Evernote is a memo platform that stores users’ photographs, business cards, notes and ideas and synchronises them across all of their devices.
Both Avram Marius Gabriel (@securityshell) and Ryan Dewhurst (@ethicalhack3r) have been named in Evernote’s Security Hall of Fame.
Avram Marius Gabriel has been publicly thanked by a number of prominent organisations for his responsible disclosure of new web security issues. Evernote is the seventeenth company to name the RandomStorm security engineer in its Security Hall of Fame. His voluntary research, discovery and reporting of security bugs has also been acknowledged by Google, Microsoft, Adobe, Facebook, eBay, Twitter, Dropbox, Etsy, iFixit, Yandex, Mozilla, Baracuda, Keneva, AT &T, Nokia Siemens and Paypal.
Ryan Dewhurst is best known as the developer of the Damned Vulnerable Web App (DVWA), an open source training tool that has been downloaded more than 150,000 times and is used by security engineers all around the world to help them to learn about common vulnerabilities that compromise the security of web applications.
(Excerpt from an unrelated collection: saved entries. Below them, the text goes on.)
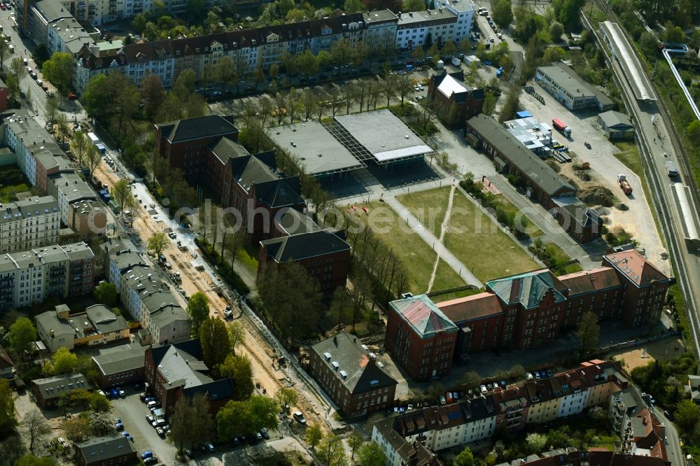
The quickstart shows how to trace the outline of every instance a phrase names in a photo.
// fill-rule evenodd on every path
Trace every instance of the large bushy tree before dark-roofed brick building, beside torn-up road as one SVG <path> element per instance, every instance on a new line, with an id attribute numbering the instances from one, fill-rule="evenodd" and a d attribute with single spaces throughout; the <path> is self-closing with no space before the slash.
<path id="1" fill-rule="evenodd" d="M 299 264 L 265 267 L 258 278 L 258 294 L 287 337 L 302 336 L 316 326 L 321 289 Z"/>

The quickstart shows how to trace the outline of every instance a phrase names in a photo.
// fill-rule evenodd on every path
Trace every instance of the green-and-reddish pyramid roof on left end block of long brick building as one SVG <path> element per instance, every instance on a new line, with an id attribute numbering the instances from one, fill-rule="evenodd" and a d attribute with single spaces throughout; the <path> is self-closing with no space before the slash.
<path id="1" fill-rule="evenodd" d="M 458 330 L 427 295 L 397 299 L 390 304 L 421 338 L 431 338 L 440 333 Z"/>

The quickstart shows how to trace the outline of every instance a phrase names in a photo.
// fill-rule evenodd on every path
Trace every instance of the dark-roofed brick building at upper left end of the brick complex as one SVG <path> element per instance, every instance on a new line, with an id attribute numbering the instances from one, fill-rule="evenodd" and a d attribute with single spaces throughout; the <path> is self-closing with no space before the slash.
<path id="1" fill-rule="evenodd" d="M 233 116 L 206 115 L 155 125 L 155 151 L 171 168 L 181 169 L 188 181 L 205 178 L 209 144 L 221 137 L 236 141 Z"/>

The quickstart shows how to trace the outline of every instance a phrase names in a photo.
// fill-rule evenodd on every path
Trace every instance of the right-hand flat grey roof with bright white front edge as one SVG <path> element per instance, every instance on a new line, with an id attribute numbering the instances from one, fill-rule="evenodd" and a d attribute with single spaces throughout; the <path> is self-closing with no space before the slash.
<path id="1" fill-rule="evenodd" d="M 335 121 L 378 162 L 433 152 L 433 148 L 388 110 L 341 115 Z"/>

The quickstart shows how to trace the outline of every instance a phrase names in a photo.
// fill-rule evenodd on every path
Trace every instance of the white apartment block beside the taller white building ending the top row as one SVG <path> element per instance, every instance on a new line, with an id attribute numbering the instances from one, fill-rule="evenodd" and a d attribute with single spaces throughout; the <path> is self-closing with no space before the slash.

He also helped to develop the freely downloadable WPScan tool, which allows webmasters to scan their WordPress blogs for plug-ins that could be exploited by hackers to inject SQL code into web pages or conduct a cross site scripting (XSS) attack. Within weeks of its launch WPScan was added to the international BackTrack catalogue of professional security testing tools. Ryan was named Security Rising Star at this year ’s SC Awards Europe, in recognition of his work to promote awareness of web application security and share technical expertise to make sites safer for users.
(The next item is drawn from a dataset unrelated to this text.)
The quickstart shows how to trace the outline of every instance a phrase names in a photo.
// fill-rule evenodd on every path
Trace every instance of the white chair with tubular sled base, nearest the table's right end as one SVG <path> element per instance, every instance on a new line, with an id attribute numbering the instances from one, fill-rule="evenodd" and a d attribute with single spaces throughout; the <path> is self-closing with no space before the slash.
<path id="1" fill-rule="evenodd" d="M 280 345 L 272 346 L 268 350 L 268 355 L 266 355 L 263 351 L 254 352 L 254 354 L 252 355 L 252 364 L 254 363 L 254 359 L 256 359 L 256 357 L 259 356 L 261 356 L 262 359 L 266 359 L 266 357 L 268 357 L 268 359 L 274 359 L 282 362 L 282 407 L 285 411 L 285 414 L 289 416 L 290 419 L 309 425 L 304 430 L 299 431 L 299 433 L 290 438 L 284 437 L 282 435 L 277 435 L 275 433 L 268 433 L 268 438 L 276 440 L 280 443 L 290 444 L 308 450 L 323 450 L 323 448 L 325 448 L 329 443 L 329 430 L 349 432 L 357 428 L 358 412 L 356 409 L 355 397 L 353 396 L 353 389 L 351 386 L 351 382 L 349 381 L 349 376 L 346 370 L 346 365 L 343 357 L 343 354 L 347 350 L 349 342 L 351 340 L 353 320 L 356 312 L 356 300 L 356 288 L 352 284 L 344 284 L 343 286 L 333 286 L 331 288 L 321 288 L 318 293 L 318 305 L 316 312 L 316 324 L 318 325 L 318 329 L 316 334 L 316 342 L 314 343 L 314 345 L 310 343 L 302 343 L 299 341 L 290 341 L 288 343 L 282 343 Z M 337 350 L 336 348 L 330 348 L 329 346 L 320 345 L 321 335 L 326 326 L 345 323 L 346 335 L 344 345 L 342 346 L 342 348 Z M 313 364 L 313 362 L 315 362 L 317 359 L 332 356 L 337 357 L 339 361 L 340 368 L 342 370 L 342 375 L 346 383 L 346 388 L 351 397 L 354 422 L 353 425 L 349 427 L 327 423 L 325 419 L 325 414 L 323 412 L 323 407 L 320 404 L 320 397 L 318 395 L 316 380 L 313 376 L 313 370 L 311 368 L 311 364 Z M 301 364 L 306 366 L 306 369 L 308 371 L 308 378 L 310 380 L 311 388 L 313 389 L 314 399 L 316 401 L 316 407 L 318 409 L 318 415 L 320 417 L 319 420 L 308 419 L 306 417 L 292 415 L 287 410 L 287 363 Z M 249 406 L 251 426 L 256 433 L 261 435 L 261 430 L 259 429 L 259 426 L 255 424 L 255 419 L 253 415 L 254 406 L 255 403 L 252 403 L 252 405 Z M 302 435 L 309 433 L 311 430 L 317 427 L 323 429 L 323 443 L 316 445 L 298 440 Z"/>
Andrew Mason, co-founder and Technical Director of RandomStorm, said: “With so much personal information stored in Evernote, it is extremely important that the platform avoids security vulnerabilities that could enable identity thieves to access that information . As well as the distress caused to consumers, we have seen large scale attacks on enterprise information systems that began with spear phishing attacks on key employees, using snippets of personal information to make the initial call or email appear more convincing. We are proud to see two of RandomStorm’s web application security specialists being acknowledged for their efforts to identify and alert companies to bugs that could be exploited to expose customers ’ details. The work of white hats like them helps to make web applications safer for us all. ”
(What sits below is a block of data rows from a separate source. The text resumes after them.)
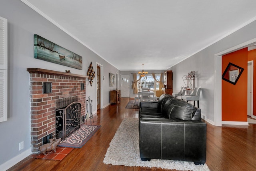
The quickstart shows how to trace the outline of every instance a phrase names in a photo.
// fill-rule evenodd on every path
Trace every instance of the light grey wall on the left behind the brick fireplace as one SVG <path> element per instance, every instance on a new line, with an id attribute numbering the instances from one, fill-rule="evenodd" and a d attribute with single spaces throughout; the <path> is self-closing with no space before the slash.
<path id="1" fill-rule="evenodd" d="M 103 106 L 109 104 L 108 74 L 119 73 L 115 67 L 97 56 L 94 52 L 68 36 L 40 14 L 19 0 L 2 0 L 0 16 L 8 19 L 8 121 L 0 123 L 0 168 L 7 169 L 30 151 L 30 75 L 26 68 L 43 68 L 73 74 L 86 75 L 92 62 L 103 66 Z M 82 56 L 83 70 L 62 66 L 34 58 L 34 34 L 54 42 Z M 96 79 L 90 86 L 86 82 L 86 99 L 94 101 L 96 111 Z M 18 144 L 24 141 L 24 149 L 18 151 Z M 1 170 L 0 169 L 0 170 Z"/>

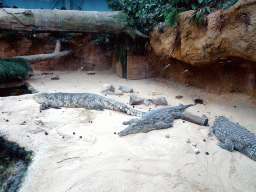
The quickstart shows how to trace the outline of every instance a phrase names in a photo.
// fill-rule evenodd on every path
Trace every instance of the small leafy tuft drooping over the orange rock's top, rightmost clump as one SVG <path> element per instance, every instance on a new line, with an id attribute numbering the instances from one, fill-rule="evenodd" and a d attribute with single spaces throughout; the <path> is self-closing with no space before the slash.
<path id="1" fill-rule="evenodd" d="M 197 25 L 203 25 L 206 23 L 209 13 L 211 13 L 210 7 L 196 9 L 190 16 L 189 21 L 191 22 L 193 20 Z"/>

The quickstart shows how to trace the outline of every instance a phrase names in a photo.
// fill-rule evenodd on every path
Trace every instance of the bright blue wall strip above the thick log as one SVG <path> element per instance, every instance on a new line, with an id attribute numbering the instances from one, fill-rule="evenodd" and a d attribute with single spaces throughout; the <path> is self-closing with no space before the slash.
<path id="1" fill-rule="evenodd" d="M 82 11 L 111 11 L 105 0 L 0 0 L 4 6 L 25 9 L 61 9 L 65 6 L 67 10 Z"/>

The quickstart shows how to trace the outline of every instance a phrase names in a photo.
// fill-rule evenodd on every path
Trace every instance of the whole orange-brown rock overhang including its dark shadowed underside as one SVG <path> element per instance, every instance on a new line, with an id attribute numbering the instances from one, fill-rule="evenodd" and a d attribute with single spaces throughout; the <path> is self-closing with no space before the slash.
<path id="1" fill-rule="evenodd" d="M 207 24 L 179 16 L 179 26 L 151 33 L 150 63 L 162 76 L 214 92 L 256 94 L 256 1 L 215 10 Z"/>

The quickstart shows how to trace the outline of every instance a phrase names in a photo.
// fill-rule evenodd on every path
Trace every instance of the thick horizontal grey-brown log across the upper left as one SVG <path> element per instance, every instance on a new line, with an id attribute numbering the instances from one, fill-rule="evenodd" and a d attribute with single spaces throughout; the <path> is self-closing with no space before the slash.
<path id="1" fill-rule="evenodd" d="M 120 11 L 0 9 L 0 29 L 5 30 L 120 33 L 124 28 Z"/>

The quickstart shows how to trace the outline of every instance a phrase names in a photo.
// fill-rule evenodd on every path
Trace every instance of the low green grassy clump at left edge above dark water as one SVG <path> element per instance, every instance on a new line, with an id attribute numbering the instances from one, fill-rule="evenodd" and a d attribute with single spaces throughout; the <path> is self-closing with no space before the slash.
<path id="1" fill-rule="evenodd" d="M 24 80 L 31 65 L 24 59 L 0 59 L 0 82 Z"/>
RandomStorm provides vulnerability scanning and intrusion detection services to help companies in the public sector, retail, hospitality, financial and utility industries to improve their security posture and comply with industry guidelines and data protection regulations. The company is a CESG CHECK security consultancy and certified as both an Approved Scanning Vendor and Qualified Security Assessor by the Payment Card Industry Security Standards Council.